Thursday, December 17, 2009

Newspapers offer cheap subscriptions, free job-wanted ads to the local unemployed

Three newspapers in rural Georgia have developed "highly specialized economic recovery packages" for subscribers, reports the SNPA Bulletin of the Southern Newspaper Publishers Association. They're following the lead of The News-Gazette in Champaign, Ill., which announced this summer that it would offer renewable three-month subscriptions to the unemployed for $1.

The Daily Citizen, in the carpetmaking center of Dalton, was the first Georgia paper to follow suit. In late October, the Community Newspaper Holdings Inc. paper began selling the unemployed subscriptions for $1. "Interested residents needed only to bring verification to the newspaper that their home address matched the address where they were receiving their unemployment check," Sean Ireland writes for SNPA.
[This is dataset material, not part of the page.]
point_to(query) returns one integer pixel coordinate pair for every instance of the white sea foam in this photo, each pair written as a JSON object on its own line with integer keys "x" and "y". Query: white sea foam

Publisher William Bronson wrote, “We want area residents who are experiencing difficult times to stay connected to their community . . . while also helping them find a job.” He said the 12,500-circulation paper “will be delivering these newspapers at a loss, but we feel it is more important to connect those looking for a job with those hiring as soon as possible.”

In November, The Dahlonega Nugget, a 5,400-circulation weekly southeast of Dalton, and the Times Georgian of Carrollton, an 8,000-circ. daily just southwest of Atlanta, started similar measures. The Nugget offers renewable three-month subscriptions for $1 to any local resident looking for work. “With the local unemployment rate now over 11 percent, we want to make sure that none of our readers are forced to give up their connection to the community for economic reasons,” said Wayne Knuckles, right, editor and publisher of the Community Newspapers Inc. paper. “We all have to work together to keep our community strong during these tough times, and this is one small way The Nugget can help.”

The Times-Georgian, owned by Paxton Media Group, is offering discounted three-month subscriptions for $5 to unemployed readers, and free, eight-line classified "job wanted" ads for up to two weeks at no charge. “We know many jobs sites today require a fee and might require a family to move,” said Publisher Leonard Woolsey. “We’d just like to make sure everyone fully explores the employment opportunities in Carroll County without any out-of-pocket expense to them.” He added, “Many of our subscribers and readers have supported us in the past,” Woolsey said. “We need to make sure we are there to give back in their time of need.”